Фонари — тревожным пунктиром.
Люди, люди... Потоки машин..
Каждый ищет свой дом и уют...
Но не им одолеть дорогу,
что уводит, уносит, летит
в мир, где реальность сместилась,
в мир мечты и тревоги,
в самое сердце
осени.
Ну а те, кто еще остался,
уцелел в отдельных квартирах
(интерьер в приглушенных тонах)
лишь заметят: «Ветреный вечер», —
и опустят тяжелые шторы
(в приглушенных тонах),
и вздохнут облегченно,
постаравшись не замечать
черногривой, рвущейся ввысь
и куда-то зовущей
осени.
И не знают, что мой Юго-Запад
этой ночью плывет сквозь осень
вслед за птицами и облаками.
...Замерев на краю сумерек,
запрокинувшись окнами в небо,
дом — огромный белый локатор
вслушивается в звенящие позывные
осени.
— Утонув в мягкой сонности кресел,
с еле слышным щелчком выключая
скучающий мир, —
к сожалению, к счастью не знают,
что в раздольном, пьянящем взлете
трепещет и вот-вот от земли оторвется
мой Юго-Запад.
И дорога уводит в осень.
...И для счастья так мало надо,
и над звездами ветер чист,
словно Млечный Путь — автострада,
и в конце, за всё, как награда —
темно-красный кленовый лист.
Начинается вечер —
бесконечная пьеса.
Начинаются звезды, —
и кончается небо
полоской заката,
и кончается осень
полоскою льда.
Голубой и сиреневый,
мечется ветер
от кварталов «Всегда»
к пустырям «Никогда».
Ни машин, ни людей
на притихших проспектах,
удивленно глядят
друг на друга дома...
Лишь как белая птица,
запоздавшее эхо
вновь и вновь повторяет:
«Скоро зима».
Забытый сон.

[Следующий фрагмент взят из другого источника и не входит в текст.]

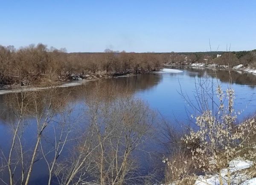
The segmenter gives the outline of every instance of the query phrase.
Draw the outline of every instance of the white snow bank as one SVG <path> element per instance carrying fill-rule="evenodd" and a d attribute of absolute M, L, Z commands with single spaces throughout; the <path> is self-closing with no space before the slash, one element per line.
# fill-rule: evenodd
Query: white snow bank
<path fill-rule="evenodd" d="M 205 64 L 202 63 L 191 64 L 191 66 L 195 66 L 195 67 L 204 67 L 205 66 Z"/>
<path fill-rule="evenodd" d="M 244 181 L 241 185 L 253 185 L 256 184 L 256 178 L 253 178 Z"/>
<path fill-rule="evenodd" d="M 256 178 L 250 179 L 250 176 L 243 172 L 242 170 L 247 169 L 253 165 L 253 162 L 249 160 L 244 160 L 241 159 L 236 159 L 230 161 L 230 172 L 231 182 L 233 185 L 255 185 Z M 221 171 L 221 179 L 224 185 L 227 185 L 227 170 L 223 169 Z M 206 175 L 198 176 L 195 181 L 196 185 L 219 185 L 219 175 L 215 174 L 213 175 Z"/>
<path fill-rule="evenodd" d="M 244 69 L 244 71 L 246 71 L 248 72 L 250 72 L 251 73 L 253 73 L 253 74 L 256 74 L 256 69 L 251 69 L 248 67 Z"/>
<path fill-rule="evenodd" d="M 57 87 L 69 87 L 76 86 L 77 85 L 80 85 L 84 84 L 90 80 L 81 80 L 77 82 L 67 82 L 62 84 L 59 86 L 57 86 Z M 23 91 L 35 91 L 40 90 L 44 90 L 47 89 L 48 87 L 29 87 L 24 86 L 23 87 Z M 3 95 L 5 94 L 9 94 L 11 93 L 18 93 L 20 92 L 20 88 L 15 88 L 12 89 L 3 89 L 0 90 L 0 95 Z"/>
<path fill-rule="evenodd" d="M 239 64 L 238 66 L 235 66 L 234 67 L 233 67 L 233 69 L 239 69 L 241 68 L 241 67 L 243 67 L 244 66 L 243 65 L 243 64 Z"/>
<path fill-rule="evenodd" d="M 153 72 L 154 73 L 177 73 L 178 72 L 181 72 L 183 71 L 178 69 L 174 69 L 163 68 L 160 69 L 159 71 L 156 71 Z"/>

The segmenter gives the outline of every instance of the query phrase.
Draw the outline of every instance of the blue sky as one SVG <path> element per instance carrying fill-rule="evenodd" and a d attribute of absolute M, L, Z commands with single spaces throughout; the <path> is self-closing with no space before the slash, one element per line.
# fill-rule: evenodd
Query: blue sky
<path fill-rule="evenodd" d="M 1 0 L 0 44 L 68 52 L 256 49 L 256 0 Z"/>

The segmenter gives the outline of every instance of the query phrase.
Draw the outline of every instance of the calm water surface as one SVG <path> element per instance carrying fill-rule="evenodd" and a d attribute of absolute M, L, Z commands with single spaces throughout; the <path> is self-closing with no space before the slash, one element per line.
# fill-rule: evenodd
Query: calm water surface
<path fill-rule="evenodd" d="M 186 108 L 189 109 L 188 104 L 179 93 L 181 89 L 188 96 L 193 98 L 195 89 L 195 82 L 202 78 L 208 78 L 216 83 L 217 81 L 221 84 L 223 90 L 228 87 L 228 73 L 225 70 L 217 70 L 216 74 L 212 69 L 204 68 L 177 68 L 182 72 L 163 74 L 148 74 L 145 75 L 119 77 L 102 80 L 106 87 L 114 86 L 120 89 L 124 87 L 127 88 L 136 97 L 143 99 L 150 107 L 158 112 L 163 117 L 168 120 L 169 124 L 178 127 L 180 124 L 187 123 L 188 115 Z M 256 110 L 256 76 L 241 72 L 232 71 L 232 88 L 235 90 L 235 108 L 242 111 L 238 119 L 242 120 L 249 115 L 254 113 Z M 90 82 L 85 84 L 89 93 L 93 93 L 95 89 L 95 81 Z M 104 87 L 103 87 L 103 88 Z M 81 86 L 66 87 L 72 89 L 70 94 L 72 100 L 67 104 L 73 104 L 76 109 L 73 113 L 75 118 L 82 111 L 83 101 L 84 94 L 81 92 Z M 215 90 L 216 89 L 215 87 Z M 122 92 L 117 96 L 122 96 Z M 0 149 L 3 152 L 9 152 L 11 141 L 10 125 L 8 123 L 10 118 L 14 118 L 11 110 L 6 105 L 8 95 L 0 95 Z M 33 146 L 33 137 L 35 136 L 33 127 L 34 121 L 31 120 L 31 128 L 24 133 L 26 147 Z M 33 178 L 31 179 L 31 185 L 43 185 L 47 179 L 46 166 L 38 162 L 35 164 Z"/>

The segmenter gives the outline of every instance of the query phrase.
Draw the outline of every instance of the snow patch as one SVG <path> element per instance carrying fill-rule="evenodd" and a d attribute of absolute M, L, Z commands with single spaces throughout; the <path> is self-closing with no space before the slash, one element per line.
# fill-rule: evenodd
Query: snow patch
<path fill-rule="evenodd" d="M 202 63 L 191 64 L 191 66 L 194 66 L 195 67 L 205 67 L 205 64 Z"/>
<path fill-rule="evenodd" d="M 156 71 L 153 72 L 154 73 L 177 73 L 178 72 L 182 72 L 183 71 L 181 71 L 180 70 L 178 69 L 168 69 L 168 68 L 163 68 L 162 69 L 160 69 L 159 71 Z"/>
<path fill-rule="evenodd" d="M 247 160 L 236 159 L 230 162 L 230 173 L 231 174 L 232 184 L 252 185 L 256 184 L 256 178 L 250 179 L 250 176 L 241 171 L 248 169 L 253 165 L 253 162 Z M 227 184 L 227 169 L 224 168 L 221 171 L 221 175 L 223 184 Z M 215 174 L 213 175 L 198 176 L 195 181 L 195 185 L 219 185 L 219 176 Z"/>
<path fill-rule="evenodd" d="M 239 64 L 238 66 L 235 66 L 234 67 L 233 67 L 233 69 L 239 69 L 241 68 L 241 67 L 243 67 L 244 66 L 243 65 L 243 64 Z"/>

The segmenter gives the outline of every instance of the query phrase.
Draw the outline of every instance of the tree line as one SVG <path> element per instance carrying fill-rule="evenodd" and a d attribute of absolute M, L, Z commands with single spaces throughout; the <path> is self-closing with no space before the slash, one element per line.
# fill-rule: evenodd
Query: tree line
<path fill-rule="evenodd" d="M 128 53 L 109 49 L 102 53 L 67 52 L 39 43 L 18 49 L 0 46 L 0 84 L 37 84 L 68 79 L 73 73 L 141 73 L 158 70 L 166 54 Z"/>

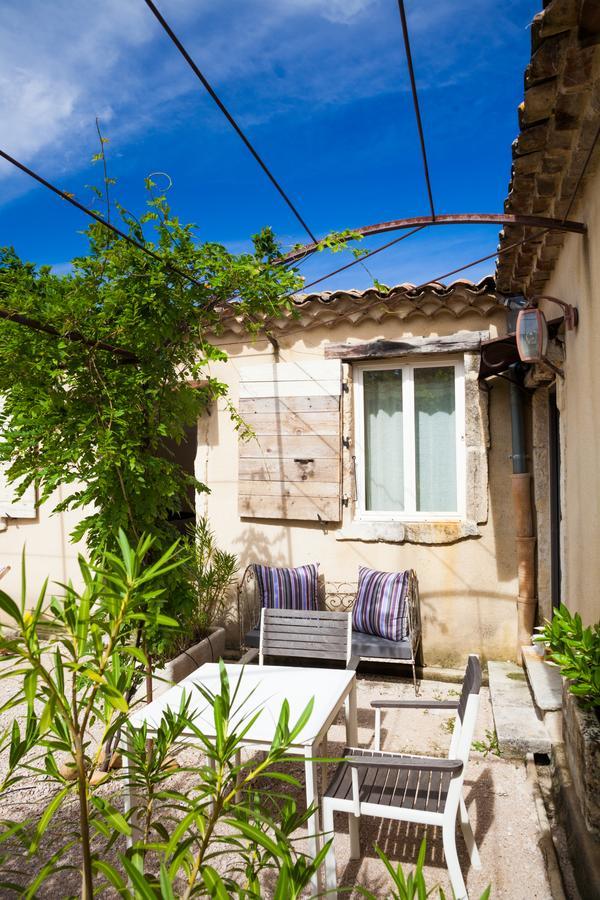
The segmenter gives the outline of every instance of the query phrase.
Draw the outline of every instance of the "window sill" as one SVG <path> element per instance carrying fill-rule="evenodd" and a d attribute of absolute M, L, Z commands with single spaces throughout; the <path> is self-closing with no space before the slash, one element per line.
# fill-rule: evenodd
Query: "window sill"
<path fill-rule="evenodd" d="M 444 522 L 351 522 L 336 532 L 338 541 L 386 544 L 454 544 L 481 534 L 468 519 Z"/>

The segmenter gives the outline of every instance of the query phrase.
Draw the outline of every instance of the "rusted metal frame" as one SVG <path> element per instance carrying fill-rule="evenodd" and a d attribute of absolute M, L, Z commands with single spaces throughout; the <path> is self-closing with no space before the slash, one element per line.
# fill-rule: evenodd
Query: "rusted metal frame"
<path fill-rule="evenodd" d="M 192 72 L 194 73 L 196 78 L 198 78 L 198 80 L 200 81 L 200 83 L 202 84 L 204 89 L 207 91 L 207 93 L 210 95 L 212 100 L 214 100 L 214 102 L 217 104 L 217 106 L 219 107 L 219 109 L 221 110 L 221 112 L 223 113 L 223 115 L 225 116 L 225 118 L 227 119 L 229 124 L 231 125 L 231 127 L 236 131 L 238 136 L 242 139 L 242 141 L 246 145 L 247 149 L 250 151 L 250 153 L 252 154 L 252 156 L 254 157 L 256 162 L 259 164 L 259 166 L 261 167 L 261 169 L 263 170 L 263 172 L 265 173 L 265 175 L 267 176 L 267 178 L 269 179 L 269 181 L 271 182 L 273 187 L 279 192 L 280 196 L 283 198 L 285 203 L 288 205 L 289 209 L 292 211 L 292 213 L 294 214 L 294 216 L 296 217 L 298 222 L 302 225 L 302 228 L 310 236 L 310 239 L 316 243 L 316 241 L 317 241 L 316 237 L 314 236 L 311 229 L 308 227 L 308 225 L 306 224 L 306 222 L 304 221 L 304 219 L 302 218 L 302 216 L 300 215 L 300 213 L 294 206 L 293 202 L 290 200 L 290 198 L 288 197 L 288 195 L 286 194 L 286 192 L 284 191 L 282 186 L 279 184 L 279 182 L 277 181 L 277 179 L 275 178 L 273 173 L 270 171 L 267 164 L 263 161 L 263 159 L 259 155 L 258 151 L 254 149 L 254 147 L 250 143 L 249 139 L 246 137 L 246 135 L 244 134 L 244 132 L 242 131 L 242 129 L 240 128 L 240 126 L 238 125 L 236 120 L 233 118 L 233 116 L 231 115 L 231 113 L 229 112 L 229 110 L 227 109 L 227 107 L 225 106 L 223 101 L 221 100 L 221 98 L 215 92 L 214 88 L 212 87 L 212 85 L 210 84 L 208 79 L 200 71 L 200 69 L 198 68 L 198 66 L 196 65 L 196 63 L 194 62 L 194 60 L 192 59 L 190 54 L 187 52 L 187 50 L 185 49 L 185 47 L 183 46 L 183 44 L 181 43 L 181 41 L 179 40 L 179 38 L 173 31 L 173 29 L 171 28 L 169 23 L 161 15 L 160 11 L 157 9 L 157 7 L 152 2 L 152 0 L 144 0 L 144 2 L 146 4 L 146 6 L 148 7 L 148 9 L 150 10 L 150 12 L 155 17 L 155 19 L 161 25 L 163 30 L 171 38 L 171 41 L 173 42 L 175 47 L 179 50 L 179 52 L 181 53 L 181 55 L 187 62 L 188 66 L 190 67 L 190 69 L 192 70 Z"/>
<path fill-rule="evenodd" d="M 404 50 L 406 52 L 406 63 L 408 65 L 408 74 L 410 77 L 410 89 L 412 92 L 413 106 L 415 109 L 415 118 L 417 120 L 417 129 L 419 131 L 419 141 L 421 143 L 421 157 L 423 159 L 423 170 L 425 173 L 425 182 L 427 184 L 427 195 L 429 197 L 429 209 L 431 210 L 431 218 L 435 219 L 435 207 L 433 205 L 433 194 L 431 191 L 431 179 L 429 177 L 429 166 L 427 164 L 427 150 L 425 149 L 425 135 L 423 134 L 423 122 L 421 121 L 421 110 L 419 108 L 419 97 L 417 94 L 417 83 L 415 80 L 415 70 L 412 63 L 412 53 L 410 49 L 410 37 L 408 35 L 408 23 L 406 21 L 406 10 L 404 9 L 404 0 L 398 0 L 398 10 L 400 12 L 400 22 L 402 24 L 402 37 L 404 38 Z"/>
<path fill-rule="evenodd" d="M 479 265 L 479 263 L 485 262 L 488 259 L 495 259 L 497 256 L 501 256 L 503 253 L 508 253 L 509 250 L 513 250 L 515 247 L 520 247 L 522 244 L 528 244 L 531 241 L 537 240 L 537 238 L 542 237 L 544 234 L 547 234 L 551 230 L 551 227 L 542 228 L 541 231 L 537 231 L 535 234 L 529 235 L 529 237 L 521 238 L 521 240 L 519 241 L 513 241 L 512 244 L 508 244 L 506 247 L 500 247 L 499 249 L 494 250 L 493 253 L 488 253 L 486 256 L 480 256 L 479 259 L 474 259 L 472 262 L 467 263 L 466 266 L 458 266 L 458 268 L 450 269 L 449 272 L 444 272 L 442 275 L 438 275 L 436 278 L 429 279 L 428 281 L 423 281 L 421 282 L 421 284 L 416 285 L 414 290 L 420 291 L 423 288 L 427 287 L 428 284 L 435 284 L 442 281 L 443 278 L 448 278 L 450 275 L 456 275 L 458 272 L 464 272 L 465 269 L 472 269 L 473 266 L 477 266 Z"/>
<path fill-rule="evenodd" d="M 402 231 L 405 228 L 426 227 L 428 225 L 522 225 L 533 228 L 556 228 L 559 231 L 573 231 L 577 234 L 585 234 L 587 231 L 587 226 L 583 222 L 573 222 L 570 219 L 550 219 L 544 216 L 520 215 L 519 213 L 455 213 L 437 215 L 435 218 L 431 216 L 412 216 L 406 219 L 392 219 L 389 222 L 377 222 L 374 225 L 365 225 L 351 230 L 354 234 L 361 237 L 370 237 L 374 234 L 386 234 L 388 231 Z M 294 262 L 316 249 L 317 244 L 306 244 L 297 250 L 286 253 L 279 262 Z M 367 257 L 363 258 L 366 259 Z"/>
<path fill-rule="evenodd" d="M 300 290 L 305 291 L 307 288 L 314 287 L 315 284 L 320 284 L 322 281 L 325 281 L 326 278 L 332 278 L 334 275 L 338 275 L 340 272 L 344 272 L 346 269 L 351 269 L 352 266 L 357 266 L 359 263 L 364 262 L 365 259 L 370 259 L 371 256 L 375 256 L 377 253 L 381 253 L 382 250 L 387 250 L 388 247 L 392 247 L 394 244 L 399 244 L 400 241 L 406 240 L 406 238 L 411 237 L 411 235 L 416 234 L 418 231 L 422 231 L 424 228 L 427 228 L 427 226 L 419 225 L 418 228 L 413 228 L 413 230 L 409 231 L 407 234 L 401 234 L 400 237 L 394 238 L 393 241 L 388 241 L 387 244 L 382 244 L 381 247 L 376 247 L 375 250 L 371 250 L 369 253 L 365 253 L 358 259 L 351 260 L 351 262 L 346 263 L 346 265 L 344 266 L 339 266 L 339 268 L 334 269 L 332 272 L 328 272 L 327 275 L 321 275 L 320 278 L 315 278 L 314 281 L 309 281 L 308 284 L 302 285 L 302 288 L 298 291 L 292 291 L 286 296 L 293 297 L 295 294 L 298 294 Z"/>

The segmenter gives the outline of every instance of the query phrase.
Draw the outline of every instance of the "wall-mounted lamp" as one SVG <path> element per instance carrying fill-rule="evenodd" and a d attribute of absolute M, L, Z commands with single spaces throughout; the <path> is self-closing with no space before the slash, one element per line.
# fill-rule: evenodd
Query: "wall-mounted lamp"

Во сне друг друга мы не знаем.
По длинным и зеркальным переходам,
в клубящемся хрустальном лабиринте,
в молчании мы вновь и вновь проходим.
Каждый — лишь отражение чужого сна.
Мы видим лишь тени, лишь чужие имена,
и не находим среди них себя.
Так мы скользим, проходим — мимо, мимо...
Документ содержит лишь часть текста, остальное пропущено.